Für den eine Generation älteren Günter Eich, der als Schriftsteller schon einigen Erfolg gehabt und in der verhaßten Armee gedient hatte, stellten sich ganz grundsätzliche Fragen: In der niederbayerischen Kleinstadt Geisenhausen, wohin es ihn verschlagen hatte, arbeitete er an einem Fragment gebliebenen Theaterstück, das in Heft 5/2015 posthum zum erstenmal erschien. "Von der Gegenwart des Jahres 1945 zu sprechen und damit die ‚dunkle‘ Vergangenheit des Protagonisten als die eigene offenzulegen, war Eich nicht möglich", schreibt Axel Vieregg in seiner Vorbemerkung. Dennoch nennt er das Wolburg-Fragment einen "Wendepunkt und Neubeginn von Eichs Schaffen in der Stunde Null, die hier tatsächlich als solche erfaßt und faßbar wird".

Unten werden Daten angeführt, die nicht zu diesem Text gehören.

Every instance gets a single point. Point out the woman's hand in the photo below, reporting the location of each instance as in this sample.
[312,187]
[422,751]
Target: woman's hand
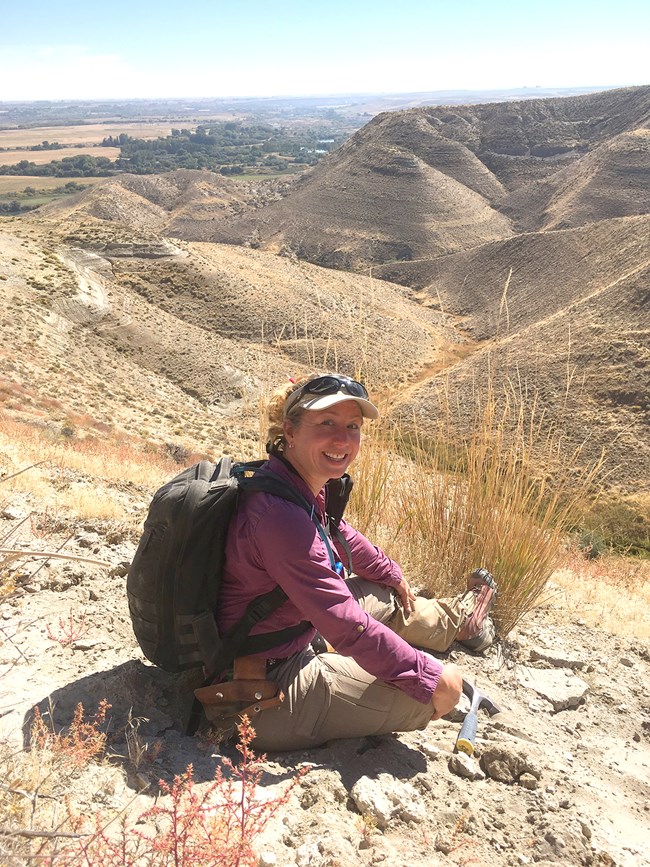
[447,694]
[406,596]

Victor Brombert wiederum, der als Kind russisch-jüdischer Emigranten in Leipzig zur Schule gegangen war, kehrte 1945 als amerikanischer Soldat zurück. Mit Anfang zwanzig hatte er bereits in mehreren Ländern gelebt, abenteuerliche Fluchten und zuletzt im Hürtgenwald eine der blutigsten Schlachten des Zweiten Weltkriegs heil überstanden. "Meine romantischen Jugendlektüren über Krieg und Krieger hatten mich darauf gebracht, daß auch ich ein Held sein könnte", erzählt er im Gespräch mit Richard Schroetter in Heft 6/2009. "Doch als ich zum ersten Mal unter Beschuß geriet, lernte ich Angst und Panik kennen." Eine Erfahrung, die Brombert später als renommierter Literaturwissenschaftler in Yale und Princeton in seinem Buch "In Praise of Antiheroes" (Lob der Antihelden) verarbeitete.

 

CHRISTOPH MECKEL Russische Zone
Die letzten Tage des Kriegs und die ersten des Nachkriegs glichen einander grau in grau. Für das Wort Frieden war die Zeit zu früh, ich hatte es öfter im Krieg als danach gehört. Viel helle, harte Courage schien nötig, ein Weiterleben für menschenmöglich zu halten. Zukunft, das Wort war mager geworden wie die, die es riefen, es war in ihm kein Jubel und keine Gewißheit, es irrte herum ohne Zuständigkeit, alt geworden, kaputt wie alles und jeder, es war eine Last.
3/2011 | zum Text

GÜNTER EICH Das Wolburg-Fragment (1945). Mit einer Vorbemerkung von Axel Vieregg
Es ist – jenseits aller Kollektivschuld und Kollektivscham – auch die Frage nach dem, was Eich als seine eigene Schuld und Scham empfand. Denn nur vordergründig geht es in "Die gekaufte Prüfung" um die Schwarzmarktzeit, ebenso wie es in dem Wolburg-Fragment nur vordergründig um die Inflationszeit ging. Worum es vor allem geht, ist Eichs Mitwirken im Rundfunk der NS-Zeit, speziell bei der weitaus beliebtesten, bekanntesten und mit 75 Sendungen umfangreichsten Funkserie des Dritten Reiches, dem "Deutschen Kalender. Monatsbilder vom Königswusterhäuser Landboten", die von 1933 bis 1940 zur besten Sendezeit lief.
5/2015 | zum Text

RICHARD SCHROETTER "Wir ahnten nicht, was kommen würde". Gespräch mit Victor Brombert
SCHROETTER: Haben Sie sich im Krieg jemals etwas geschworen, falls Sie das alles überleben würden?
BROMBERT: Nur für den Fall, daß ich diesen oder jenen Moment überlebe. Beten konnte ich nicht, aber ich schwor zum Beispiel, daß ich mich nie beklagen würde, falls ich überlebe. Natürlich habe ich nicht Wort gehalten.